Баталер нехотя подошёл и пощупал. Потом ещё раз.

— Отпотевает, — признал он.

— Отпотевает. А в океане отпотевать станет вдвое. К Рио у вас нижние ряды позеленеют, и списывать их придётся вам. Отодвиньте штабель от борта на ладонь и подложите под нижний ряд рейки. Воздух пойдёт понизу, и мешки останутся сухими.

Любушин поглядел на штабель, потом на меня, и лицо у него сделалось задумчивым. Про болезни он бы меня слушать не стал. А про списание казённого добра из собственного жалованья он слушал очень внимательно.

— Рейки-то найдутся, — проговорил он. — А что с бочкой?

— Течёт по нижнему обручу. Ту, что течёт, надобно в расход первой, покуда мясо в ней доброе.

— Это без вас знаю, — проворчал баталёр, но проворчал уже совсем иначе.

Я поднялся наверх и понимал, что систему я тут не переломил и не переломлю. Провизией распоряжается шкипер, порядок заведён до меня, и подлекарь в этом деле никто. Зато штабель отодвинут, и этим делом я доволен.
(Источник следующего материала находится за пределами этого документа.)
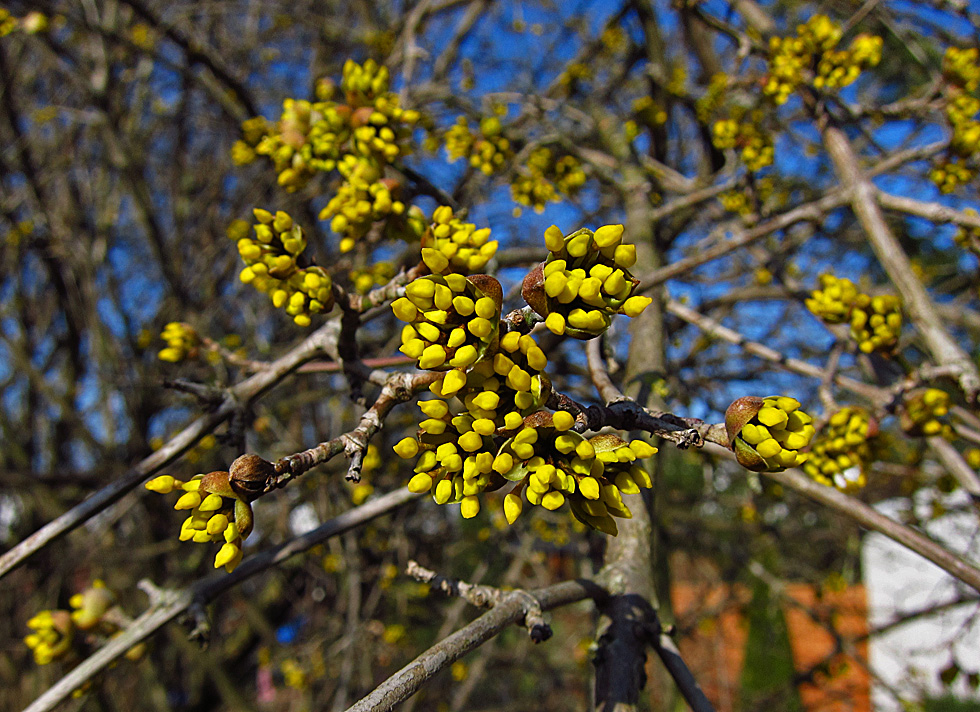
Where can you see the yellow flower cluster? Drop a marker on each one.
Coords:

Из таких деталей всё и складывается.

Вечером в лазарете я достал вторую тетрадь и записал день целиком. Федотова с его пенькой и назначениями. Сухари у борта и подтекающую бочку. Худобу двоих из последнего набора, грыжу квартирмейстера, которую тот прячет от всех. Словом, всё, чего на этом корабле, кроме меня, пока не видел никто.

Потом я отложил перо и посчитал.

Нынче у нас двадцать шестое июля. Выходим двадцать шестого августа, к годовщине Бородинского сражения, и капитан считает это доброй приметой. Стало быть, ровно месяц.
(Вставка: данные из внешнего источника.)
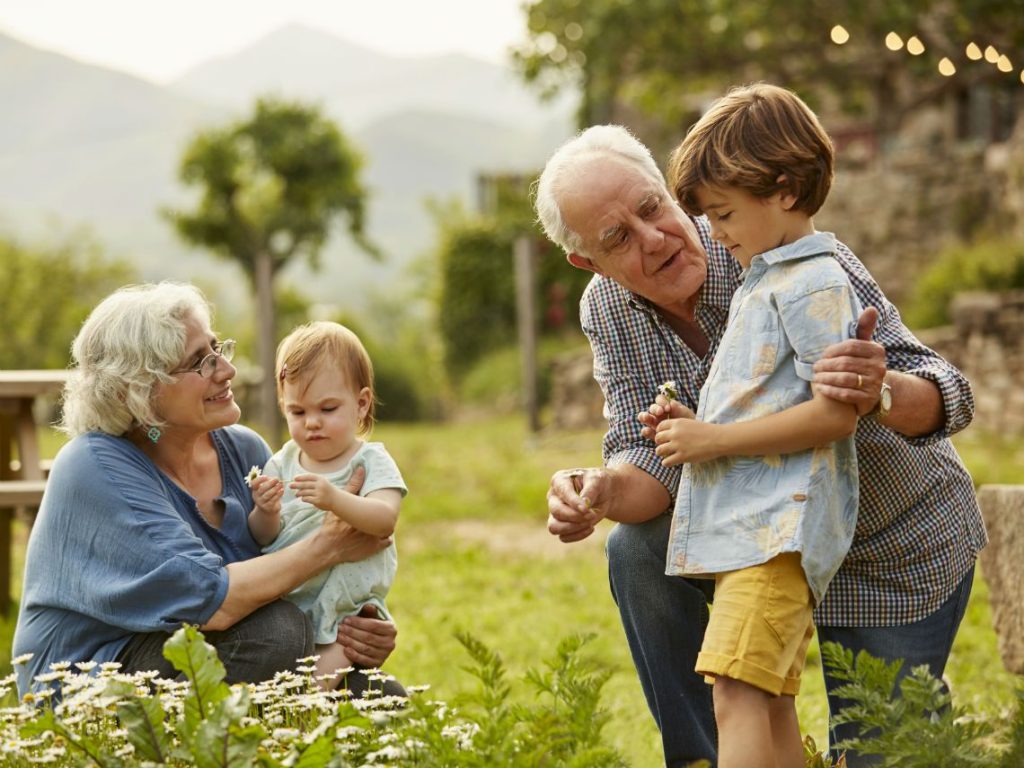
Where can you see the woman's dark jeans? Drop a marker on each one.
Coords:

Что будет в этот месяц, я примерно представлял, наслушавшись за неделю чужих разговоров. Догрузка провизии и воды идёт денно и нощно и кончится в последние дни. Потом примут порох и артиллерийский припас, и на время пороховой погрузки все огни на шлюпе велят гасить. Команду станут добирать до штата партиями до самого конца, тридцати душ ещё нет. Будет пробный выход на рейд, чтобы проверить рангоут и обтянуть такелаж. А напоследок приёмка начальством, когда всё разом должно быть в порядке.

Месяц. Много это или мало?

Для здешнего лекаря месяц не значит ничего. Иван Иванович дозаказал корпии, пересчитал ланцеты, и на том его подготовка кончилась. Всё остальное эпоха предлагает встречать по мере поступления. Заболел человек — отворим кровь. Загнила рана — отнимем ногу.
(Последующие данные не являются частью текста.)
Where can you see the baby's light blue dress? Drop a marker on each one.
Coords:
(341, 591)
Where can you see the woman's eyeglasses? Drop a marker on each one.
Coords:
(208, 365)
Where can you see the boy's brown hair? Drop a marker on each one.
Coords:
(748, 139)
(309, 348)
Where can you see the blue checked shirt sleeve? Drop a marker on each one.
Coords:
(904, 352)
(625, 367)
А я этот месяц собирался прожить не как лекарь тысяча восемьсот семнадцатого года.

Я стал думать, как врач моего времени готовился бы к двум годам в замкнутом деревянном ящике на сто тридцать душ. Что он знает такого, чего не знает никто вокруг. И главное — что из этого знания можно превратить в вещь. В настоящую вещь, которую можно купить в Кронштадте на свои деньги, поднять на борт своими руками и пустить в дело так, чтобы никто не спросил лишнего.

Я сидел над раскрытой тетрадью, и месяц из бесполезного ожидания на глазах превращался в срок.

И тут я понял, что могу пронести с собой на борт.